School. Veronica spies Duncan at his locker talking to Logan. Presumably affected by the Body Heat-esque dream she had over the weekend, she looks a bit dazed as the action around her gets all speedy and spinny. Icetwin bumps into her, knocking her out of her reverie, and she asks him out. He hams, "Finally, the girl comes to her senses!" Eh. Veronica and Icetwin skip out of the frame, and Logan and Duncan enter it, as Logan is asking about Shelley. Duncan complains that she's a talker, and Logan agrees that he hates it when they talk. Well, I guess Lilly's death worked out well for you, then. Logan points out that Icetwin has been "all over your trailer-park ex." Well, I'd rather live in a trailer park than stay at the Hilton. Duncan genuinely seems not to care, but suddenly looks ashen and sweaty, and runs to the bathroom. Inside, he rinses his face off, looking like he just vomited and/or suffered a mild panic attack. He could be our forum posters anticipating the overnight ratings of the show. He returns to Logan, looking chipper again. They observe Veronica hustling Young Kid into the girls' bathroom. Logan grins and walks away with a, "That girl is seriously wack." I think she's mad fresh, Logan. You be illin'.

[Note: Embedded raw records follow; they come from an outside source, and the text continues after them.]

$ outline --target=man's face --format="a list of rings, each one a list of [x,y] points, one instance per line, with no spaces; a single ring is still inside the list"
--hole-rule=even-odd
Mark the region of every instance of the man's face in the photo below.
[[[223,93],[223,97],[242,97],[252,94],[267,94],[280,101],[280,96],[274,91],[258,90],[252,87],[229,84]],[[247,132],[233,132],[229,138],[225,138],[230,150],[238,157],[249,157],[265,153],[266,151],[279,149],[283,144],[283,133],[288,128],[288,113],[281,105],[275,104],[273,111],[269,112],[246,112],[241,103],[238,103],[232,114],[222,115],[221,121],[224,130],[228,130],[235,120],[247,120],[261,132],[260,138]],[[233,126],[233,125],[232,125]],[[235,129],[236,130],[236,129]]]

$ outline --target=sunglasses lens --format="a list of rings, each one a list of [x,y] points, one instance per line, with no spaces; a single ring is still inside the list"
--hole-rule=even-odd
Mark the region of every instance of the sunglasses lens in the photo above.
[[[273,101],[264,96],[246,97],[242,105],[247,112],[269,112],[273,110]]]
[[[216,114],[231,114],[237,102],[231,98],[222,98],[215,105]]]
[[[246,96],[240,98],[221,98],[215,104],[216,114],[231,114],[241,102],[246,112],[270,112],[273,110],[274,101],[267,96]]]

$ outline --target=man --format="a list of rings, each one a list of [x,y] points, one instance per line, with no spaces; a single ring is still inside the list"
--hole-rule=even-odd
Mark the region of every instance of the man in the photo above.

Inside the girl's bathroom, the new Rickie Vasquez asks Veronica to find his dad, who ran out on him and his mom ten years earlier. Oh, this seems as good a time as any to mention that the popular name for this kid in the forums is Poor Man's Frankie Muniz. Now, I hate to break with my beloved posters, but I disagree, for two reasons. One, I don't see any resemblance at all between the two. Far more importantly, however, I don't think it's even possible for there to be a poor man's Frankie Muniz, because I think Frankie Muniz is a no-talent hack whose only purpose in life is to suck screen time away from Justin Berfeld. This kid actually somewhat reminds me of a less chubby version of the protagonist of L.I.E., which makes me wary of dark and sordid plotlines to come. In other words, props to the casting director. Veronica asks the kid, whose name we'll soon find out is Justin (which is also funny, because physically, this kid looks a lot more like Berfeld than Muniz), if he's sure he even wants to find his dad, and shoves the door closed on a couple girls and sticks a stop under the door. Hee. I don't know why drawing attention to yourself in this way is more secret than simply finding a quiet place outside to talk, but true to form for this show, it's entertaining, so I'll go with it. Veronica asks Justin why he wants to find his dad now, and Justin tells her that his mom got laid off, so she's working two crappy jobs, and so is he. Boy, he's ungrateful. Doesn't he know that his mom can go to community college and be on Easy Street in no time at all? (Oh, I forgot to mention: This part of the recap was written after the debate.) Veronica asks him for some details, which are as follows: There are no pictures, as his mom destroyed them all, no Social Security number, no date of birth, and the dad's name is "John Smith." Well, that's like looking for a needle in a haystack. The size of Uranus. (Oh, come on. I restrained myself for so long.)